Something like the following:
struct Vec2
{
int x, y;
};
struct Bounds
{
int left, top, right, bottom;
};
int main()
{
Vec2 topLeft = {5, 5};
Vec2 bottomRight = { 10, 10 };
Bounds bounds;
//___Here is copy operation
//___Note they're not in contiguous order, harder for the compiler?
bounds.left = topLeft.x;
bounds.bottom = bottomRight.y;
bounds.top = topLeft.y;
bounds.right = bottomRight.x;
}
Those four assignments could be done like so:
memcpy(&bounds, &topLeft, sizeof(Vec2));
memcpy(&bounds.right, &bottomRight, sizeof(Vec2));
I'm wondering two things:
- Are compilers usually able to optimise in this way?
- Are four int copies the same as two int pair copies, as copying memory is O(n)?

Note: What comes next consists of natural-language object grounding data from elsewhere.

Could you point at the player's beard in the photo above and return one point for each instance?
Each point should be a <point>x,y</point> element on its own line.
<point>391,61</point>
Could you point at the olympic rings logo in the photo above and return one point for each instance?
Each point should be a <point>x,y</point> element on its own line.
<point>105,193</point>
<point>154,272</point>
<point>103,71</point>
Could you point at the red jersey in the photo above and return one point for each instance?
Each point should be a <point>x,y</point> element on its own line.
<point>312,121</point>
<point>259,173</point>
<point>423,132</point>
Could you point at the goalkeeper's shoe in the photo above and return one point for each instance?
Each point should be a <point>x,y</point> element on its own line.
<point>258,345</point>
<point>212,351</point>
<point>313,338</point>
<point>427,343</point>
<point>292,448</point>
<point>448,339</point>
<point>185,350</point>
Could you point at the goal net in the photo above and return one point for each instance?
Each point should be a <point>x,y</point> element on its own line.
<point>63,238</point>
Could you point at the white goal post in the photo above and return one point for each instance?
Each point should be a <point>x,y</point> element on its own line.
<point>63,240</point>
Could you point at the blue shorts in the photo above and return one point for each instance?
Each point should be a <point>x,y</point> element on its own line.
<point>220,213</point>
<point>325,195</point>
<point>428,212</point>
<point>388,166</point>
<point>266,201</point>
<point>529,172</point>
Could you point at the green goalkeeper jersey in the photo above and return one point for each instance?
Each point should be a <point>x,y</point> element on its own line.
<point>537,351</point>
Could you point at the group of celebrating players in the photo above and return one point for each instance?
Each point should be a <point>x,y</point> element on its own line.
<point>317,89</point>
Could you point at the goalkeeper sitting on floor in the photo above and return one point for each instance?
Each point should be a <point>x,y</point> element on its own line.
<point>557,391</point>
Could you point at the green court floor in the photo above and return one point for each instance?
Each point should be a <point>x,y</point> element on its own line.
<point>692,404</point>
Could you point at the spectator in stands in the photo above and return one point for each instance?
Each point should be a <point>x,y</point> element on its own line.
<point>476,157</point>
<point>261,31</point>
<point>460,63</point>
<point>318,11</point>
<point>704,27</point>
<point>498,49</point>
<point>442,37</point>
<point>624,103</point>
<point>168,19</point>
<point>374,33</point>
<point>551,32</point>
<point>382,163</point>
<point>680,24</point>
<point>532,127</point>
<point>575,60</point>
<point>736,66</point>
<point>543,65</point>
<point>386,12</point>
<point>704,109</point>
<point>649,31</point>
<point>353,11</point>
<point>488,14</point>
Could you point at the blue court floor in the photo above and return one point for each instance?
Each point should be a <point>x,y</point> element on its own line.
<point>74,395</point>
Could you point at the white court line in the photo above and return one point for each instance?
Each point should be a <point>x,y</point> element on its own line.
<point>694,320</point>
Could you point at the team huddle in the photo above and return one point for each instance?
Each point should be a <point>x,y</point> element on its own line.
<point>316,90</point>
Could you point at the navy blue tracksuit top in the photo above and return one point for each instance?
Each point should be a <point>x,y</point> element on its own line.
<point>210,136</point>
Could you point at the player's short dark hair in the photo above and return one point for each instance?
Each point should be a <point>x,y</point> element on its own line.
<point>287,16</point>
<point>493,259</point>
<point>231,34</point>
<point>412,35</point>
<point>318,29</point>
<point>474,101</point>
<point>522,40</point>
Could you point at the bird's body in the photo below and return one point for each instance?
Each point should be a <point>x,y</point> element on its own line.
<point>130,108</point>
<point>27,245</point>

I got the following disassembly results for the four copies:
bounds.left = topLeft.x;
00007FF642291034 mov dword ptr [bounds],5
bounds.bottom = bottomRight.y;
00007FF64229103C mov dword ptr [rsp+2Ch],0Ah
bounds.top = topLeft.y;
00007FF642291044 mov dword ptr [rsp+24h],5
bounds.right = bottomRight.x;
00007FF64229104C mov dword ptr [rsp+28h],0Ah
And confusingly, the two memcpys are different instructions for the first one and second one, I don't understand this:
memcpy(&bounds, &topLeft, sizeof(Vec2));
00007FF64229105E mov rbx,qword ptr [topLeft] // This is only one instruction
memcpy(&bounds.right, &bottomRight, sizeof(Vec2));
00007FF642291063 mov rdi,qword ptr [bottomRight] // Compared to 6?
00007FF642291068 mov qword ptr [bounds],rbx
00007FF64229106D mov qword ptr [rsp+28h],rdi
00007FF642291072 jmp main+7Eh (07FF64229107Eh)
00007FF642291074 mov rdi,qword ptr [rsp+28h]
00007FF642291079 mov rbx,qword ptr [bounds]
Any modern compiler supporting threads has to consider instruction dependencies and reordering. With that technology in place, it will quickly discover that there are no dependencies in the set of instructions you have, which means they can be reordered in linear memory order, and then combined.
Not that it likely matters; the CPU cache will just load the whole cache line on first access, and flush the whole cache line at some later point. It's these operations which take time, not the CPU operations themselves.